Ag-Bi-Te thin films were successfully synthesized using a simple and cost-effective thermal evaporation route and post-annealing at 400°C for different durations (0, 30, 60, and 90 min) to tailor their structural, morphological, and thermoelectric properties. X-ray diffraction confirmed the formation of a polycrystalline Ag-Bi-Te alloy with preferred orientation along the (012) plane. The crystallinity and grain size were significantly influenced by annealing duration, reaching a maximum for the 60 min annealed sample. Scanning electron microscopy (SEM) micrographs revealed a smooth and compact morphology for the as-grown film, evolving into large, well-defined grains upon annealing, with the maximum grain growth observed after 60 min. Extending the annealing time to 90 min led to slight grain coalescence and microstructural degradation, likely due to Te volatilization and defect reformation. Electrical and thermoelectric measurements demonstrated that post-annealing strongly affects the charge transport mechanism. The Seebeck coefficient and electrical conductivity exhibited opposite trends to carrier concentration and mobility, reaching optimal values at 60 min of annealing. The sample annealed for 60 min showed the highest Seebeck coefficient (148 µV K⁻¹ at 300 K), electrical conductivity (170 S cm⁻¹), and mobility (31.7 cm² V⁻¹ s⁻¹), resulting in a maximum power factor of 3.73 × 10⁻⁴ W m⁻¹ K⁻² at 350 K. This enhancement is attributed to improved crystallinity, reduced defect density, and energy-filtering effects at grain boundaries. However, excessive annealing beyond 60 min caused a degradation in all parameters due to structural instability and non-stoichiometric variations.
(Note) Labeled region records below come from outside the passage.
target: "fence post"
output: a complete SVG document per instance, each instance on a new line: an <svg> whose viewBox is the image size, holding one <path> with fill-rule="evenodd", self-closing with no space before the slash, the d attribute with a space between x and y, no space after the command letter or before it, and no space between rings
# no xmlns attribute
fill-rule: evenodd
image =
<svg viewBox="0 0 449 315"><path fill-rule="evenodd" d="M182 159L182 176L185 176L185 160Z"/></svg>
This study demonstrates that controlled post-annealing at 400°C for 60 min provides an optimal balance between structural ordering and carrier transport, significantly enhancing the thermoelectric power factor of Ag-Bi-Te alloy films. The results highlight the crucial role of thermal processing in tuning microstructural and electronic properties for high-performance, low-cost thermoelectric devices.